Re: [RFC] KVM: SVM: do not drop VMCB CPL to 0 if SS is not present
From: Roman Penyaev
Date: Wed May 31 2017 - 06:17:27 EST
On Tue, May 30, 2017 at 11:09 PM, Paolo Bonzini <pbonzini@xxxxxxxxxx> wrote:
>
>
> On 30/05/2017 19:35, Roman Penyaev wrote:
>> On Tue, May 30, 2017 at 4:47 PM, Paolo Bonzini <pbonzini@xxxxxxxxxx> wrote:
>>>
>>>
>>> On 19/05/2017 18:14, Roman Penyaev wrote:
>>>> 2. A bit complicated, which makes sure the CPL field is preserved across
>>>> KVM_GET/SET_SREGS calls and makes svm_set_segment() and svm_get_segment()

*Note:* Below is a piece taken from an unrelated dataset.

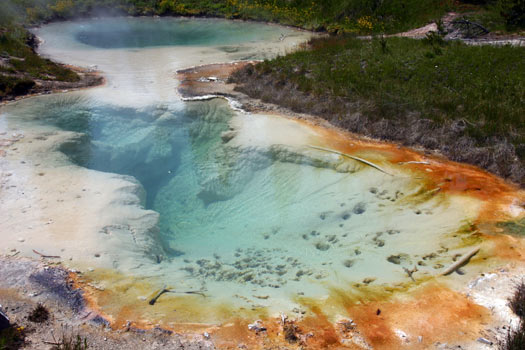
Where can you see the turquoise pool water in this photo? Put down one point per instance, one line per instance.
(242, 213)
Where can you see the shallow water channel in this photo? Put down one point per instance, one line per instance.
(234, 205)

>>>> functionality symmethric:
>>>
>>> I think I prefer this solution.
>>>
>>>> KVM SVM side:
>>>> -------------
>>>>
>>>> --- a/arch/x86/kvm/svm.c
>>>> +++ b/arch/x86/kvm/svm.c
>>>> @@ -1999,7 +1999,7 @@ static void svm_set_segment(struct kvm_vcpu *vcpu,
>>>> * would entail passing the CPL to userspace and back.
>>>> */
>>>> if (seg == VCPU_SREG_SS)
>>>> - svm->vmcb->save.cpl = (s->attrib >>
>>>> SVM_SELECTOR_DPL_SHIFT) & 3;
>>>> + svm->vmcb->save.cpl = (var->dpl & 3);
>>>>
>>>> mark_dirty(svm->vmcb, VMCB_SEG);
>>>> }
>>>
>>> I wonder why svm_set_segment is setting s->attrib = 0 at all. The
>>> manual only mentions checking P=0. What about something like:
>>>
>>> s->base = var->base;
>>> s->limit = var->limit;
>>> s->selector = var->selector;
>>> s->attrib = (var->type & SVM_SELECTOR_TYPE_MASK);
>>> s->attrib |= (var->s & 1) << SVM_SELECTOR_S_SHIFT;
>>> s->attrib |= (var->dpl & 3) << SVM_SELECTOR_DPL_SHIFT;
>>> s->attrib |= (var->present && !var->unusable) << SVM_SELECTOR_P_SHIFT;
>>> s->attrib |= (var->avl & 1) << SVM_SELECTOR_AVL_SHIFT;
>>> s->attrib |= (var->l & 1) << SVM_SELECTOR_L_SHIFT;
>>> s->attrib |= (var->db & 1) << SVM_SELECTOR_DB_SHIFT;
>>> s->attrib |= (var->g & 1) << SVM_SELECTOR_G_SHIFT;
>>
>> Do we care about compatibility issues? I mean can any old qemu send
>> us "garbage" in other members of 'var' structure if 'var->unused' == 1 ?
>
> That shouldn't matter, the processor shouldn't use them if P=0.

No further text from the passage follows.